We're already starting to plan our next trip.


----------



## Lonnie in the mountains (Oct 5, 2009)

You are doing it right! Looks like a great time was had by all.
Great story!


----------



## produnker (Oct 5, 2009)

Great job DAD   Hope your son does well with his back. But I guess thats a no-brainer with you around to help.


----------



## Paymaster (Oct 6, 2009)

Great pics! I am a big time Red Top Mountain fan! My family camps there often. Most of my family will be there for Thanksgiving with about 7 RV's. We had 40-45 folks there for Thanksgiving last year.


----------



## earl (Oct 7, 2009)

It is said that those kind of days get added back on to your life. Good stuff !!


----------



## SmokyMtnSmoke (Oct 7, 2009)

Lonnie in the mountains said:


> You are doing it right! Looks like a great time was had by all.
> Great story!



Ditto!


----------



## injun joe (Oct 7, 2009)

Bruce , that is awesome. When I was 10 or so, my dad did some tree work for a fella that he worked with at the Phone Co, and the guy gave him a '66 Apache for it. The canvas was shot and we had to drag a big tarp over it every time we used it. Our favorites places were Winfield Scott and Hard Labor Creek. We took a trip to Wash. D.C. in it (all 5 of us). It was hilarious.We stopped to camp at a fancy campground near Arlington and Dad made us wait till dark to set up the Apache. Thanks for the memories.


----------



## bruceg (Oct 9, 2009)

Injun Joe - that is cool! There is still a group of people that enjoy old Apache campers. One of the forums is apachepopups.net    - the For Sale section has new posts daily  from Apache enthusiasts scouring e-bay and Craigslist or posting their own.
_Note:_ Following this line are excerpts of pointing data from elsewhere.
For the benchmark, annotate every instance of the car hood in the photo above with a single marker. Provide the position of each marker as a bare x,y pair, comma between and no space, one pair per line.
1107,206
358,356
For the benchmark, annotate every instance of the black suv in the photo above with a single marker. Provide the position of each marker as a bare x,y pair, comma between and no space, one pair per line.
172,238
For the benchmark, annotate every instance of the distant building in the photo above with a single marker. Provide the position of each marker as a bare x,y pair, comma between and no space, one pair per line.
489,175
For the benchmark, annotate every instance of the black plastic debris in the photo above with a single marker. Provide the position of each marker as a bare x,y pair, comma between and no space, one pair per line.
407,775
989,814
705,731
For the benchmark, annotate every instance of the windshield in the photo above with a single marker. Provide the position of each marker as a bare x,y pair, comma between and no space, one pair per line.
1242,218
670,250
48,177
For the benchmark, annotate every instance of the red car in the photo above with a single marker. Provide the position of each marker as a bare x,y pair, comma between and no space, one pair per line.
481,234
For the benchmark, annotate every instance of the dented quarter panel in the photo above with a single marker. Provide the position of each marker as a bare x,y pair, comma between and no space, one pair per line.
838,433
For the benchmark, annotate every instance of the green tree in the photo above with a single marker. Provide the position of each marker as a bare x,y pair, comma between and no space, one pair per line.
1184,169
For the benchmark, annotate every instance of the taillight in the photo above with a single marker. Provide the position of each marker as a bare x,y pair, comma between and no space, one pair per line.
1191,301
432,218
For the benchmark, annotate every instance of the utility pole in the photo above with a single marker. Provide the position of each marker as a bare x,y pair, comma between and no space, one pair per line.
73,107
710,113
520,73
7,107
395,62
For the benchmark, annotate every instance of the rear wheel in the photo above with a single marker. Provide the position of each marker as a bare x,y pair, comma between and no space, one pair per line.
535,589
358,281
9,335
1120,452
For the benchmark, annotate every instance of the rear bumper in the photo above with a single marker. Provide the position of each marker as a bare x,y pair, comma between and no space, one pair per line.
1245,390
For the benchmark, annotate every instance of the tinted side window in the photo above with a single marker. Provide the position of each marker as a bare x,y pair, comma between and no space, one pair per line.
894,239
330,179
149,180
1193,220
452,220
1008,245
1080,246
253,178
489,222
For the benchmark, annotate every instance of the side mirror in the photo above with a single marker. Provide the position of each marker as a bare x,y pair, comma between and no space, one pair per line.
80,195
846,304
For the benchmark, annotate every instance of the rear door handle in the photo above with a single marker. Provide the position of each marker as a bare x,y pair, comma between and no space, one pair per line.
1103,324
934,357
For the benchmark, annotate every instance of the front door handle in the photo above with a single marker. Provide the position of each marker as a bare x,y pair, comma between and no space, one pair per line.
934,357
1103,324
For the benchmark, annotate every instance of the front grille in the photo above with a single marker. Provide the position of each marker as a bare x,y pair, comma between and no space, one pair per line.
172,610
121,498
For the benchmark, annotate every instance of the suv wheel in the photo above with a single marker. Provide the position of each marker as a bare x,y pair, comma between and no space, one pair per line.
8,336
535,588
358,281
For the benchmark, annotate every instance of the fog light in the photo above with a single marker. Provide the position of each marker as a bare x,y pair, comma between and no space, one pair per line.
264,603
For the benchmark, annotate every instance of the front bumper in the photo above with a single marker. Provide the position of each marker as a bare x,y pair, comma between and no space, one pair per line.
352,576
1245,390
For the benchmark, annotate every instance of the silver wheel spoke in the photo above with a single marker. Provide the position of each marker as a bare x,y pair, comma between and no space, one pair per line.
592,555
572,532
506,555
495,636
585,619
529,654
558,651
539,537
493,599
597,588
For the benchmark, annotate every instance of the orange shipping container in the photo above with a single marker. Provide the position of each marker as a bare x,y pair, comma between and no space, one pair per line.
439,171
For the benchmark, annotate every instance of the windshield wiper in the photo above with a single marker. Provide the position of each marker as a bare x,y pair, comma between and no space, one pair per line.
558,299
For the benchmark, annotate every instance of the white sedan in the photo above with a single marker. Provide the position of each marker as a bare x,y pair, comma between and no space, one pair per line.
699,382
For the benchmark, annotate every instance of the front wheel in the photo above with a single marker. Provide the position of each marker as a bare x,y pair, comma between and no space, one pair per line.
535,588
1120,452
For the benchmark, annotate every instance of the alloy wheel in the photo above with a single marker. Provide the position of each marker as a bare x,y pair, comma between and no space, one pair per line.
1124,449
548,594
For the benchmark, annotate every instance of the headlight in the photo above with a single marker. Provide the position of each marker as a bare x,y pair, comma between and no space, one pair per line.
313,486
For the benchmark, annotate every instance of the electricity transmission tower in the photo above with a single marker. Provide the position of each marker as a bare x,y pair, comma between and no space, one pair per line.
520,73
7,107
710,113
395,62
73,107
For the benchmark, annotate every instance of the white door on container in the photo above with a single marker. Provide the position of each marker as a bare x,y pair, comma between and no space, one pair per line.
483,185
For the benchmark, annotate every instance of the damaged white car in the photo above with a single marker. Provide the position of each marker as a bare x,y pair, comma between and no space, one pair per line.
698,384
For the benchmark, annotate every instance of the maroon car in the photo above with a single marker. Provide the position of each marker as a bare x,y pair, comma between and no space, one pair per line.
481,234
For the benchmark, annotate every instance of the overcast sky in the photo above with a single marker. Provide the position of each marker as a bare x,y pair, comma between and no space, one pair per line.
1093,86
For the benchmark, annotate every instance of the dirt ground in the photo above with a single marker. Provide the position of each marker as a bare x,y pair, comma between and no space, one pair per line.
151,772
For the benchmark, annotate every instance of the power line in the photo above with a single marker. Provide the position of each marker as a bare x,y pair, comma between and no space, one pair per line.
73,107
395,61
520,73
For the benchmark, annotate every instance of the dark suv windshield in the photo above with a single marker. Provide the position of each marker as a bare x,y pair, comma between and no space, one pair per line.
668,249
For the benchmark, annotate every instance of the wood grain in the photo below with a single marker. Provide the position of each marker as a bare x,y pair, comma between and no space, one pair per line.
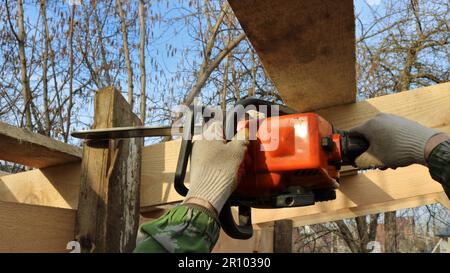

Mine only cost $305 bucks. Then another $350 to get the canvas repaired, screens replaced and new zippers for the screens. Also got seams repaired. 

Not a bad amount to get me and my son up off the ground and back to camping again. 

I really like the Eagle. It is simply a box with 2 beds and a canvas tent. No sink. No stove. No fancy stuff. Some day in the future I might consider looking for a hardsided Mesa, but for now the softsided Eagle does me just fine.


----------